Short positions in ICICI Bank stock futures surged after the five-year credit-default swaps (CDS) on the lender rose 88 basis points to 483 points in a week--one of the fastest increases among Asian banks.
ICICI December stock futures, which closed at Rs 708 against the share price of Rs 709.30, added around 4,500 contracts in open interest. While the contract was trading at a premium of almost Rs 4 for most of the day, it slipped into a discount of Rs 1 at close. ICICI Bank shares hit a 52-week low of Rs 690.25 earlier in the day.
"It is the largest private sector bank and when sectors like power, infrastructure and aviation are stressed, it is bound to increase worries about asset quality," said Saday Sinha, analyst at Kotak Securities.
ICICI Bank's CDS —the cost of insuring debt of the lender against non-payment— is still 13 points away from the record level of 496 on October 10. The country's largest lender State Bank of India's CDS, which has risen 43 basis points to almost 370 points, is about 26 points away from the high of 396 in October.
Analysts said the sudden pessimism about ICICI Bank has resulted in traders incurring losses in a trading strategy involving SBI. Many derivatives traders have been selling SBI contracts and buying ICICI Bank contracts, as part of a pairtrade strategy. They expected SBI to outperform ICICI Bank.

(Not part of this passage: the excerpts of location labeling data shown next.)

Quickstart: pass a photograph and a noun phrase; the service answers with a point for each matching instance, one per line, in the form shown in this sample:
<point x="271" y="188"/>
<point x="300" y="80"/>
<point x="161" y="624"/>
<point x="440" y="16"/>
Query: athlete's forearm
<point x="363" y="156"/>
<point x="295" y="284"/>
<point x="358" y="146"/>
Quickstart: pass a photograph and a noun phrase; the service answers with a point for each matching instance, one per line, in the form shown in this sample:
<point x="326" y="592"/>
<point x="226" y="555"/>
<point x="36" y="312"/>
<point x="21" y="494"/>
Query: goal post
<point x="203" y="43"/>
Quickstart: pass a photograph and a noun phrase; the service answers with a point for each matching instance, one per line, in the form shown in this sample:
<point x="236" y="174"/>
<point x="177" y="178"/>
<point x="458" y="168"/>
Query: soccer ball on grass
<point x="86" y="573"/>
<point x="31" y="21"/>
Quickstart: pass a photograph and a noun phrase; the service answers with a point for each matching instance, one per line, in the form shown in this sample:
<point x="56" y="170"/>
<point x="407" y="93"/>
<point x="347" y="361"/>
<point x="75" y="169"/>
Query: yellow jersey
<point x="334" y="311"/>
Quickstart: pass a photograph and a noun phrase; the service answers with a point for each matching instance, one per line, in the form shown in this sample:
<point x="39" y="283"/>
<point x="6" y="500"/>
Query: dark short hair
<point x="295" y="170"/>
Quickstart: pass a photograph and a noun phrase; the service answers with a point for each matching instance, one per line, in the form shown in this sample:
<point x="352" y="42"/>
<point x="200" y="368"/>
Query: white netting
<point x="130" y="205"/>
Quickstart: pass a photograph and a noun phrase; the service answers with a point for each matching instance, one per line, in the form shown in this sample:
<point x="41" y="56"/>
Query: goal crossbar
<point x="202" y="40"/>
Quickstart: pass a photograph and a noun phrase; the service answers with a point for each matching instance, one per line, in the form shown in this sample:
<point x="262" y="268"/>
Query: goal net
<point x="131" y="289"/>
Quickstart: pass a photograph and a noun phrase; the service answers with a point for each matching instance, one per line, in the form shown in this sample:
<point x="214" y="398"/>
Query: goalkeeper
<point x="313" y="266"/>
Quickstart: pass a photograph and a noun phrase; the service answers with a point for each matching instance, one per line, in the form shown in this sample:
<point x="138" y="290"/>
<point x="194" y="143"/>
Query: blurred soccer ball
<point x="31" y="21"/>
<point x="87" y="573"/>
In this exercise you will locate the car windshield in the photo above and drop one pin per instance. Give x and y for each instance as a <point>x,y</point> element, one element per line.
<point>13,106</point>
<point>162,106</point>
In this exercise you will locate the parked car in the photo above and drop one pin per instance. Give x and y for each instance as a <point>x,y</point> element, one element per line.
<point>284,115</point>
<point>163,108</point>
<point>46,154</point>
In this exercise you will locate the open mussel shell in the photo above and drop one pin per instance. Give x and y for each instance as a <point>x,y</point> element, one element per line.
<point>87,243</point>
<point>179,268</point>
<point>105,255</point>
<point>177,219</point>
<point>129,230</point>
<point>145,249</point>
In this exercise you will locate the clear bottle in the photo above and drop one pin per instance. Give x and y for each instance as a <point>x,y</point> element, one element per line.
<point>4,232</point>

"There have been renewed concerns over ICICI Bank, and this is unlike a few weeks ago when it was trading at comfortable levels. Its correlation with SBI futures has been disturbed," said a derivatives head of a Mumbai-based institutional brokerage, who declined to be named.
A recent study by IDBI Capital Market shows the estimated Corporate Debt Restructuring (CDR) referrals of ICICI Bank in the second quarter of 2011-12 was Rs 1,170 crore.
The percentage of ICICI's estimated CDR referrals to its cumulative restructured book was at 46.9% in the quarter, the brokerage said. In comparison, this ratio was 2.5% for SBI, with its estimated CDR referrals at Rs 900 crore.
The percentage of ICICI's estimated CDR referrals to its cumulative restructured book was at 46.9% in the quarter, the brokerage said. In comparison, this ratio was 2.5% for SBI, with its estimated CDR referrals at Rs 900 crore.
"Our estimated Q2FY12 CDR referral as a percentage of cumulative restructured assets for some of the banks is quite high. This estimated CDR amount is likely to have been referred in Q2FY12, so banks are staring at atleast this amount for conversion to either restructured assets or NPAs in coming quarters," said Sandeep Jain, analyst at IDBI Capital, in a client note.
Some analysts are less worried about the likelihood of the surge in bad debts of Indian banks. "There are asset quality issues and if people are worried about it, then it is rightly so. But, we are of the view that Indian banks, and especially ICICI, will manage these asset issues well.
Here, the question is whether there will be earnings growth or not," said Rajat Rajgarhia, head – institutional research at Motilal Oswal Financial.